Go to What's supported to see what cloud provider and code repository vendors are supported by Harness.

Reusable components

For general use cases to reduce unnecessary complexity and to optimize performance, we encourage reuse wherever possible.

Some reusable options can be to:

  • Create reusable pipelines and set them as default pipelines to trigger quickly from any workspace within a project.
  • Use pipeline variables to ensure consistency.
  • Use built-in plugins such as drift detection, PR automation and IaCM Approval steps.
  • Utilize built-in OPA policies to add protection and ensure your pipelines warn or fail if certain conditions are not met, e.g. if your total monthly infrastructure costs exceed a specified amount.

Trade-offs and considerations

Harness seamlessly integrates with third-party services like external code repositories and secret managers, providing flexibility in tool choice. However, using Harness’s native services like Harness Code Repository and Harness Secret Manager can offer key performance and operational benefits.

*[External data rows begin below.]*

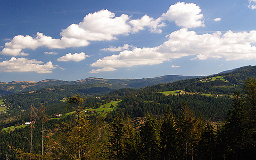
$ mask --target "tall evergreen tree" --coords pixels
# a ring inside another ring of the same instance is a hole
[[[177,158],[177,135],[176,118],[170,106],[168,106],[161,124],[160,150],[161,160]]]
[[[180,160],[193,159],[197,145],[201,138],[204,123],[202,117],[196,118],[192,110],[184,102],[179,115],[178,136]]]
[[[141,127],[141,159],[157,160],[160,153],[160,122],[147,114],[147,120]]]
[[[124,160],[124,125],[123,119],[119,115],[115,116],[110,123],[109,131],[110,135],[108,147],[110,158],[113,160]]]

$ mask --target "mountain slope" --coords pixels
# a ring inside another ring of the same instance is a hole
[[[40,82],[13,81],[9,83],[1,82],[0,83],[0,95],[36,91],[44,87],[50,86],[77,85],[94,83],[105,83],[106,84],[116,84],[123,86],[121,87],[121,88],[125,87],[138,89],[160,83],[172,82],[176,81],[198,77],[199,76],[167,75],[155,78],[133,79],[104,79],[90,77],[75,81],[65,81],[61,80],[48,79]]]

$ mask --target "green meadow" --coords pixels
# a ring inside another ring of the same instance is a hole
[[[177,90],[178,91],[178,90]],[[163,94],[166,95],[168,95],[169,94],[171,95],[178,95],[180,93],[182,93],[182,91],[184,91],[185,90],[180,90],[180,92],[177,93],[177,91],[159,91],[160,93],[162,93]]]

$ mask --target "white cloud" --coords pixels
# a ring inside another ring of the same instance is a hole
[[[249,2],[248,8],[252,9],[256,9],[256,5],[255,4],[256,3],[256,0],[249,0],[248,1]]]
[[[116,52],[128,49],[129,47],[132,47],[132,46],[129,46],[128,44],[125,44],[123,46],[119,46],[117,48],[117,47],[115,46],[110,46],[109,48],[102,48],[100,49],[100,50],[103,50],[105,51],[109,51],[110,52]]]
[[[199,20],[203,18],[202,14],[199,14],[201,11],[199,6],[193,3],[178,2],[172,5],[161,18],[174,21],[178,26],[187,28],[205,26],[204,21]]]
[[[117,69],[113,68],[112,68],[112,67],[105,67],[105,68],[103,68],[101,69],[92,69],[91,71],[89,71],[89,73],[98,73],[98,72],[101,72],[101,71],[113,71],[113,70],[117,70]]]
[[[221,21],[222,21],[222,19],[221,18],[216,18],[214,20],[215,22]]]
[[[166,36],[169,40],[153,48],[134,48],[99,59],[91,65],[98,68],[128,67],[154,65],[172,59],[194,55],[192,59],[223,58],[226,60],[256,59],[256,31],[233,33],[220,31],[197,35],[182,28]]]
[[[44,54],[49,54],[49,55],[54,54],[54,55],[55,55],[55,54],[57,54],[59,53],[57,52],[44,52]]]
[[[88,55],[86,55],[85,53],[81,52],[80,53],[74,53],[72,54],[68,53],[64,56],[57,59],[58,61],[75,61],[79,62],[82,61],[86,58],[86,57],[90,57]]]
[[[65,48],[90,45],[91,41],[110,41],[117,36],[135,33],[148,28],[151,32],[161,33],[160,27],[165,25],[163,21],[174,21],[180,26],[192,28],[204,26],[198,6],[194,3],[178,2],[172,5],[166,13],[157,19],[147,15],[140,19],[131,20],[131,17],[123,14],[115,17],[115,13],[105,9],[86,15],[79,24],[72,24],[60,33],[60,39],[53,39],[38,32],[35,37],[18,35],[7,42],[0,54],[4,55],[26,56],[24,49],[35,49],[39,47]]]
[[[0,71],[10,72],[28,72],[35,71],[38,73],[51,73],[52,70],[56,68],[51,61],[45,65],[39,65],[43,63],[41,61],[25,58],[11,58],[8,61],[0,62]]]
[[[159,28],[165,25],[165,24],[161,21],[160,18],[155,20],[145,15],[141,19],[132,20],[130,21],[129,23],[133,26],[133,33],[137,32],[140,30],[144,30],[144,27],[148,26],[150,32],[160,33],[162,32],[162,30]]]

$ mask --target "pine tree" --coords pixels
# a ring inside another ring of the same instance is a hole
[[[160,122],[147,114],[147,120],[141,127],[141,152],[143,159],[156,160],[160,153]]]
[[[202,129],[204,126],[203,119],[196,118],[193,112],[184,102],[179,114],[178,136],[179,141],[179,159],[193,159],[199,141],[201,138]]]
[[[124,160],[125,157],[125,132],[123,119],[116,116],[110,124],[110,158],[113,160]]]
[[[161,160],[177,159],[177,135],[176,122],[170,106],[168,106],[161,124],[160,150]]]

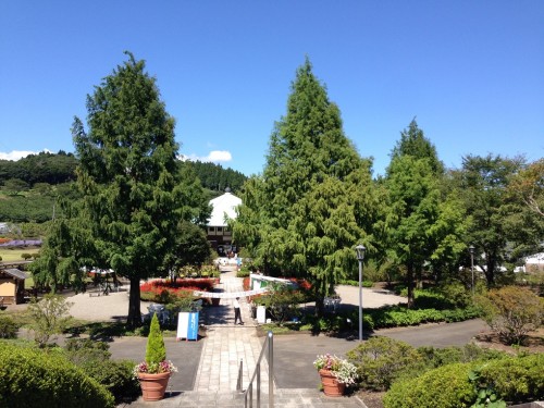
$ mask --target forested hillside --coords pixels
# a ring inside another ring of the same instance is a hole
[[[73,153],[40,152],[17,161],[0,160],[0,222],[44,223],[62,211],[54,206],[58,197],[75,199],[71,188],[78,164]],[[178,161],[180,171],[189,168],[200,180],[210,198],[226,187],[240,189],[246,176],[214,163]]]

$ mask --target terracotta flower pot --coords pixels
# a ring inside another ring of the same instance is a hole
[[[159,400],[164,397],[164,392],[169,385],[170,372],[149,374],[138,373],[139,385],[144,400]]]
[[[341,397],[344,395],[346,384],[338,383],[333,373],[329,370],[319,370],[323,393],[329,397]]]

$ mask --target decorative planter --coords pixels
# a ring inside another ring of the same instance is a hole
[[[138,379],[144,400],[159,400],[164,397],[164,392],[169,385],[170,372],[161,372],[159,374],[140,372],[138,373]]]
[[[341,397],[346,391],[346,384],[338,383],[333,373],[329,370],[319,370],[323,393],[327,397]]]

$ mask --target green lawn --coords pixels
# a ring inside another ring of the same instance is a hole
[[[2,257],[2,261],[23,261],[21,258],[21,254],[37,254],[39,252],[39,248],[0,248],[0,257]]]

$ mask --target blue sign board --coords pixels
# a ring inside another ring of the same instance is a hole
[[[176,337],[177,339],[198,339],[198,312],[180,312]]]

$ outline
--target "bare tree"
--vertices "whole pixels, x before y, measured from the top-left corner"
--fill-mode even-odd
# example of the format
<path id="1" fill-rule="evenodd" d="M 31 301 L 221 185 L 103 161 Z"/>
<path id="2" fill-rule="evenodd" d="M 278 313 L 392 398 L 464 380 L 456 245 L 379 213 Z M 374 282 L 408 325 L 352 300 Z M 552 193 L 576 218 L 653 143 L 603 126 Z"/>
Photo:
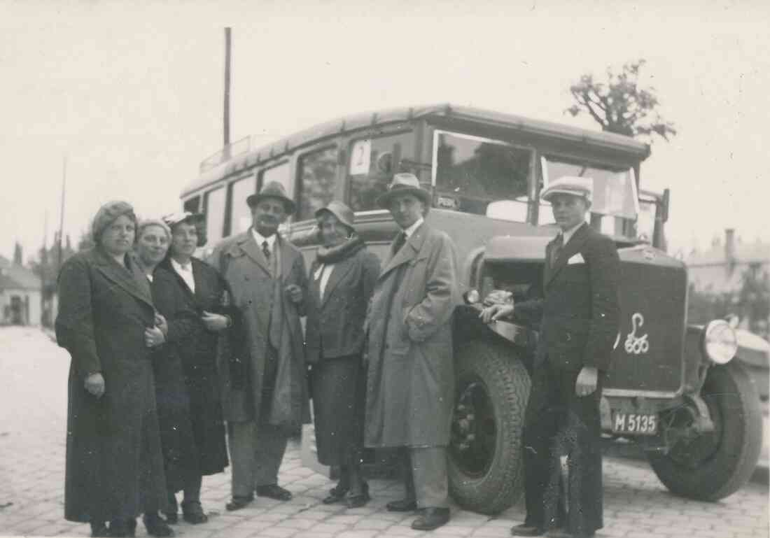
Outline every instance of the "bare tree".
<path id="1" fill-rule="evenodd" d="M 653 135 L 658 135 L 668 141 L 677 131 L 658 113 L 655 89 L 638 86 L 639 71 L 645 62 L 629 62 L 619 73 L 608 68 L 606 82 L 598 82 L 593 75 L 584 75 L 570 86 L 575 104 L 564 112 L 573 116 L 588 113 L 603 131 L 646 137 L 650 142 Z"/>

  • Reduced Latency: Avoids external API calls, leading to faster execution and reduced overhead.
  • Simplified Authentication: Minimizes multiple authentication mechanisms, reducing complexity and potential security risks.
  • Streamlined Management: Centralizes configuration, simplifying updates and secret rotation.
  • Enhanced Visibility: Provides a single point of control for auditing and policy enforcement.
  • Reduced Dependencies: Lowers reliance on external services, increasing system resilience.

Security

  • Access Controls: Role-based access control (RBAC) lets you control who can access your resources and what actions they can perform on the resources. To do this, a Harness account administrator assigns resource-related permissions to members of user groups.
  • Secret Management: Go to the secret management page to see all supported secret management option available in the Harness Platform and determine what option is best suited for your needs. As mentioned above, Harness offer integration with multiple secret management options but recommend Harness secret manager to help offer optimal performance.
  • OPA Policies: Use OPA policies to implement governance and trigger pipeline warnings or failures when policy conditions are not met.

State Management

  • Remote State Storage: Use remote state backends like AWS S3, GCP Cloud Storage, or Azure Blob Storage for reliable and scalable state management. Ensure state files are stored securely and versioned to prevent accidental data loss or corruption. Go to initialize remote backends for more information.
  • State Locking and Security: Implement state locking to prevent multiple users or processes from modifying the state simultaneously, reducing the risk of conflicting changes and state corruption. For example, tools like OpenTofu or Terraform provide native support for state locking, typically using a shared backend like a database or cloud storage service. This ensures that only one operation can modify the state at a time, protecting the integrity of your infrastructure configurations.

Error Handling and Debugging

  • Common Errors: Common IaCM errors include misconfigurations, authentication failures, and resource conflicts. To troubleshoot these, check the error messages in your pipeline execution logs, which provide detailed information about the cause and location of the issue.
  • Pipeline Execution Logs: Utilize pipeline execution history to view detailed logs for each pipeline run. These logs capture step-by-step execution details, making it easier to identify and resolve issues.